Dans les choix qui se dessinent, une logique revient comme un refrain: quand un joueur n’a pas de rythme, il n’a pas seulement moins de jambes. Il a moins de repères. Moins d’automatismes. Et, dans un match à enjeu, ce n’est pas un détail. C’est une porte ouverte. Probable, donc, que l’entraîneur privilégie ceux qui ont enchaîné, même si ça ne ressemble pas toujours au “coup de poker” que le public réclame quand ça coince.

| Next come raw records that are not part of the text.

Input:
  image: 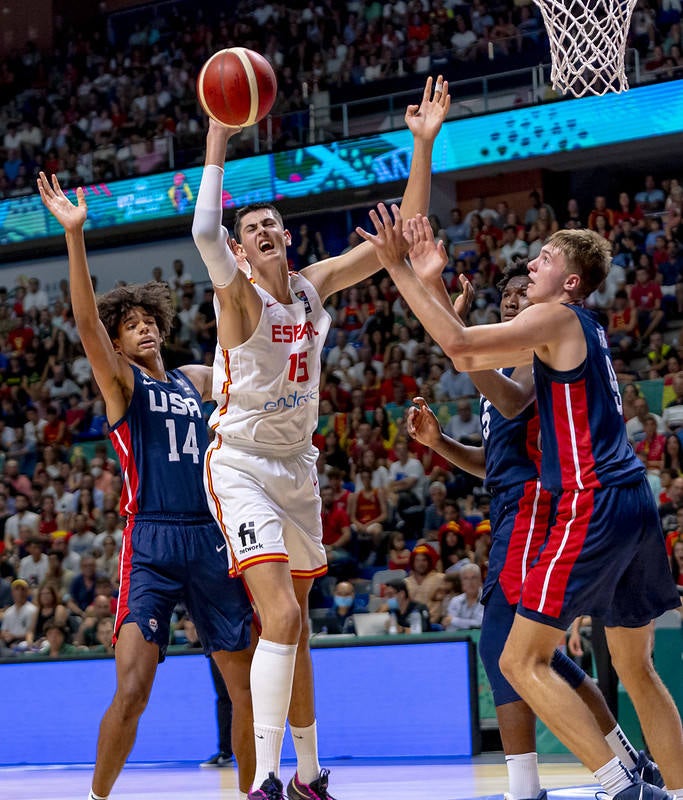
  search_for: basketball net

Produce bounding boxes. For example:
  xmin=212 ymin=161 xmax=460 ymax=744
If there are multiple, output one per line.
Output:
xmin=534 ymin=0 xmax=638 ymax=97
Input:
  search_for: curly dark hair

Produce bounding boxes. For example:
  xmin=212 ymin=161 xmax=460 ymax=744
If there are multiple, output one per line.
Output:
xmin=496 ymin=256 xmax=529 ymax=293
xmin=233 ymin=203 xmax=285 ymax=242
xmin=97 ymin=281 xmax=175 ymax=341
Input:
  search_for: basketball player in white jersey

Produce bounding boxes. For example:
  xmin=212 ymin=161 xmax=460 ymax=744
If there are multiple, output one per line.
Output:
xmin=192 ymin=77 xmax=450 ymax=800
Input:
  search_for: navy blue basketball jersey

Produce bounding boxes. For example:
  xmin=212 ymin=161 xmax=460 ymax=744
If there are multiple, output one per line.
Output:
xmin=109 ymin=364 xmax=210 ymax=516
xmin=479 ymin=367 xmax=541 ymax=490
xmin=534 ymin=304 xmax=644 ymax=491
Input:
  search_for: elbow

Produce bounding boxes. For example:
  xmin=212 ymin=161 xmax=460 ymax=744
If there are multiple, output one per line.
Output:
xmin=496 ymin=402 xmax=528 ymax=419
xmin=192 ymin=217 xmax=216 ymax=250
xmin=192 ymin=214 xmax=221 ymax=250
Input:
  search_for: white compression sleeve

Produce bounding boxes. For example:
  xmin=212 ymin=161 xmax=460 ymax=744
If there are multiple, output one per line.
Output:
xmin=192 ymin=164 xmax=238 ymax=288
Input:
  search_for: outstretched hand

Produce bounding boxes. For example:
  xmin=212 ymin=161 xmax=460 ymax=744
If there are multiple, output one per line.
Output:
xmin=37 ymin=172 xmax=88 ymax=233
xmin=356 ymin=203 xmax=408 ymax=269
xmin=404 ymin=214 xmax=448 ymax=283
xmin=405 ymin=75 xmax=451 ymax=141
xmin=406 ymin=397 xmax=441 ymax=447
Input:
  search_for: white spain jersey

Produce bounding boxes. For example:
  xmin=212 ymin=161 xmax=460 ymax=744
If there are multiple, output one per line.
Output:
xmin=209 ymin=273 xmax=331 ymax=456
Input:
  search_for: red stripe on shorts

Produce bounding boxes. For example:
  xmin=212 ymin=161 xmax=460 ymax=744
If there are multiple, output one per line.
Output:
xmin=113 ymin=517 xmax=135 ymax=644
xmin=552 ymin=380 xmax=600 ymax=489
xmin=522 ymin=489 xmax=595 ymax=618
xmin=498 ymin=480 xmax=551 ymax=605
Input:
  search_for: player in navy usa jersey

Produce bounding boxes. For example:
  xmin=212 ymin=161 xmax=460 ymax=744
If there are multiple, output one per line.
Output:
xmin=359 ymin=211 xmax=683 ymax=800
xmin=407 ymin=261 xmax=654 ymax=800
xmin=38 ymin=173 xmax=255 ymax=800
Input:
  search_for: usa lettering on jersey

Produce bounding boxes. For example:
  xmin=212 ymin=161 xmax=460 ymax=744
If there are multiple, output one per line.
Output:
xmin=147 ymin=388 xmax=202 ymax=419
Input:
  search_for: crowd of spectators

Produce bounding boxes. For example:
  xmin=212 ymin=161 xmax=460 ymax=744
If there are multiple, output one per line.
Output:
xmin=0 ymin=164 xmax=683 ymax=655
xmin=0 ymin=0 xmax=683 ymax=199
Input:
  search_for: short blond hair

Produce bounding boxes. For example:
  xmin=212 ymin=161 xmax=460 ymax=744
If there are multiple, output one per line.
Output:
xmin=547 ymin=228 xmax=612 ymax=297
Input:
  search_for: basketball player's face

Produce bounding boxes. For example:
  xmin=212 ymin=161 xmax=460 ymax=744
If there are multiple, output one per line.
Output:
xmin=241 ymin=208 xmax=292 ymax=268
xmin=527 ymin=245 xmax=567 ymax=303
xmin=500 ymin=275 xmax=531 ymax=322
xmin=114 ymin=308 xmax=161 ymax=361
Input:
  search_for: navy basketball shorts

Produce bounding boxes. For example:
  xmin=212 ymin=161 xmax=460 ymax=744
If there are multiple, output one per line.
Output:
xmin=518 ymin=476 xmax=680 ymax=629
xmin=479 ymin=583 xmax=586 ymax=707
xmin=114 ymin=514 xmax=252 ymax=661
xmin=482 ymin=480 xmax=554 ymax=605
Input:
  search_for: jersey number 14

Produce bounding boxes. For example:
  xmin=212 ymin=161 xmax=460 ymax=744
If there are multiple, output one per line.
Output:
xmin=166 ymin=419 xmax=199 ymax=464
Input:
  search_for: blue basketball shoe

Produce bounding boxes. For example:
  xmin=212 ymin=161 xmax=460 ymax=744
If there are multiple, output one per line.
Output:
xmin=287 ymin=769 xmax=334 ymax=800
xmin=608 ymin=781 xmax=674 ymax=800
xmin=633 ymin=750 xmax=664 ymax=789
xmin=247 ymin=772 xmax=285 ymax=800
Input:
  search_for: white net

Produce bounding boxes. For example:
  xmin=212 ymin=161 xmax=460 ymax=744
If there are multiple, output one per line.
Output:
xmin=534 ymin=0 xmax=638 ymax=97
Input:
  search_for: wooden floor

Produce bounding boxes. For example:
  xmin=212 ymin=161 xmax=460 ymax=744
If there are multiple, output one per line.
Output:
xmin=0 ymin=754 xmax=598 ymax=800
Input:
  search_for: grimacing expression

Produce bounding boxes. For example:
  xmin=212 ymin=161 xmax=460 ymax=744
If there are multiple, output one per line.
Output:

Le débat autour de la rotation en défense et dans l’animation offensive dit la même chose, avec des mots différents. D’un côté, l’idée qu’on ne peut pas titulariser un joueur qui n’a pas joué depuis longtemps sans payer en vitesse d’exécution. De l’autre, la tentation de relancer un profil pour “faire du neuf”. Montanier, lui, semble choisir la continuité quand la continuité est disponible. Et quand elle ne l’est pas, il préfère encore un plan B cohérent plutôt qu’un plan B spectaculaire.

Ce qui rend la situation piquante, c’est que l’ASSE doit composer avec des incertitudes sur la disponibilité de certains joueurs. Et quand l’effectif se réduit, la tactique devient une affaire de survie: on protège d’abord les zones où l’on peut être puni immédiatement. Ensuite seulement, on pense à l’offensive. C’est un ordre de priorité qui peut frustrer, mais qui a une vertu: il évite de se faire surprendre par ses propres envies.

Dans ce contexte, les choix de Montanier ne se résument pas à “qui joue”. Ils disent “comment l’ASSE veut encaisser la pression”. Une équipe qui sait ce qu’elle doit faire quand elle n’a pas le ballon. Une équipe qui sait aussi ce qu’elle peut se permettre quand elle l’a. Et si l’ASSE doit sacrifier un couloir, un tempo ou une option de jeu, ce sera probablement au nom d’un équilibre global plutôt que d’un pari isolé.

Le côté acide, c’est que ce raisonnement peut donner l’impression d’un club qui attend. Alors que, dans les faits, il prépare une bataille. Une bataille où le moindre décalage se paie cash. Montanier ne semble pas vouloir offrir des cadeaux. Et, pour une fois, ce n’est pas une posture. C’est une méthode.